Gli esperimenti in cucina, iniziati già al tempo della scuola professionale, hanno portato Pietro a elaborare anche qualche ricetta personale. «Ho inventato la salsa B. come Bianchi con pomodoro, sedano, carote, radicchio e grana». Pietro non legge l’alfabeto, ma questo nella sua famiglia è diventato un punto di partenza per un’avventura straordinaria: i suoi genitori si sono dedicati ad approfondire il modello inbook sviluppato dal Centro sovrazonale di Comunicazione aumentativa del Policlinico di Milano, che pone grande attenzione nel rappresentare in simboli tutti gli elementi della lingua. Fra i primi esperimenti - condotti da mamma Cinzia con l’aiuto di un’amica - c’è stato quello della traduzione del «Padre nostro», stampato in poche copie per Pietro e alcuni amici, con i disegni di don Giuseppe Sala. Poi Antonio ha proseguito la sfida della traduzione in simboli, affrontando storie diverse, con l’intento di renderle accessibili a tutti: «Mi è sempre interessato l’ambito del linguaggio, poi quando è nato Pietro ho deciso di approfondirlo». Col tempo è nata l’occasione di trasformare questo importante compito in un vero e proprio lavoro, in collaborazione con Antonella Costantino, neuropsichiatra e coordinatrice del Centro sovrazonale di Comunicazione aumentativa.

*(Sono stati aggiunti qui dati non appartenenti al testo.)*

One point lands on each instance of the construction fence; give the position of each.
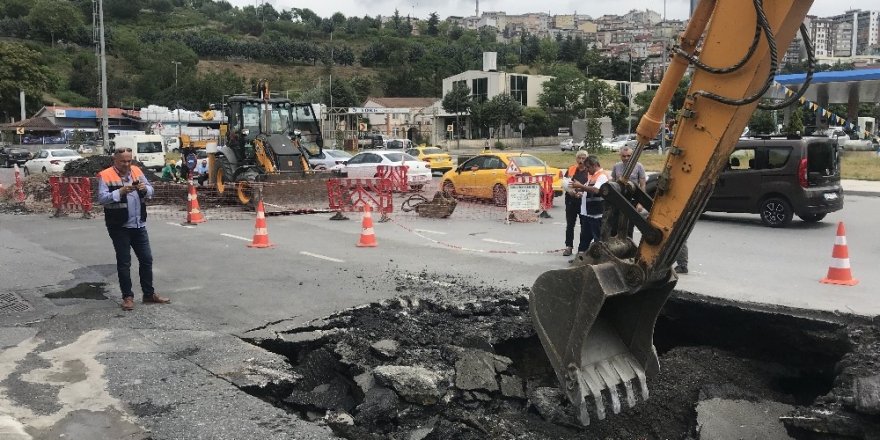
(389, 195)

Quando prende in mano uno di questi libri Pietro sente che «sono fatti per lui», con una cura particolare, e riesce a leggerli. Li traduce in parole a modo suo, li commenta e nel farlo trasmette le emozioni che le storie suscitano in lui. Le collega a volte a persone che ha incontrato, a esperienze che ha vissuto. «Uno dei lavori più interessanti che abbiamo fatto insieme - racconta Antonio - riguarda una fiaba nata nella nostra famiglia. Ogni tanto portavo entrambi i miei figli a vedere l’alba, e così Pietro, una domenica mattina, si è alzato prestissimo, quando era ancora buio si è vestito di tutto punto ed è venuto a svegliarmi dicendo “Sole nasce”, sollecitandomi ad uscire, perché voleva vedere l’alba. “Dai, andiamo”. Era il 2006, lui aveva circa otto anni. Partendo da questo momento abbiamo costruito una narrazione, che per noi ha un valore speciale». «È una storia che ho inventato io - precisa Pietro - e mi piace molto». Altre volte Antonio traduce in simboli trame già esistenti, come quella di «Kirikù e la strega Karabà» dal film di Michel Ocelot, un percorso intenso di formazione ambientato in un villaggio africano.

Alla Cascina dei Filagni Pietro è stato inserito con una mansione molto importante, quella della preparazione della sala

Solare e spontaneo, Pietro intreccia facilmente rapporti affettuosi con le persone che lo circondano, anche nell’ambiente di lavoro, come spiega Angelo Latini, de La Cascina dei Filagni: «Pietro è stato inserito con una mansione molto importante, quella della preparazione della sala. È in grado di svolgere il suo lavoro bene e in autonomia, è attento e preciso. È stato affiancato inizialmente da un tutor e pian piano ha imparato ad arrangiarsi da solo. Arriva, prepara le sue cose, e più tempo passa meno impiega a preparare i tavoli. Nel rapporto con lo staff Pietro è la gioia del gruppo, porta un’atmosfera di serenità». È approdato al ristorante dopo un percorso formativo «classico»: prima la scuola professionale, poi il tirocinio, infine un inserimento lavorativo vero e proprio. Va e torna in bici, senza essere accompagnato. «È sempre puntuale - sottolinea Sabrina, co-titolare -. Ha elaborato tecniche personali per organizzarsi, per esempio disponendo il materiale che gli occorre sui carrelli. Collabora volentieri con i colleghi, si sente parte del gruppo e ogni tanto ci regala forti abbracci. Ci aiuta a essere più sereni, a concentrarci sugli aspetti importanti della vita».

Se un tempo, ricorda papà Antonio, l’insegnante di sostegno della scuola dell’infanzia, l’ultimo anno, diceva: «Pietro è un bambino appassionato, protagonista delle sue scelte», ora questa previsione si è realizzata. Usando un’immagine poetica, potremmo dire che la famiglia di Pietro si è impegnata a fondo per donargli «radici» - un forte senso di appartenenza, legami profondi su cui contare - ma anche ali per volare: «La cosa più importante per noi - conclude Antonio - è offrirgli i mezzi perché possa decidere da solo del suo futuro, e possa realizzare i suoi sogni, come chiunque altro».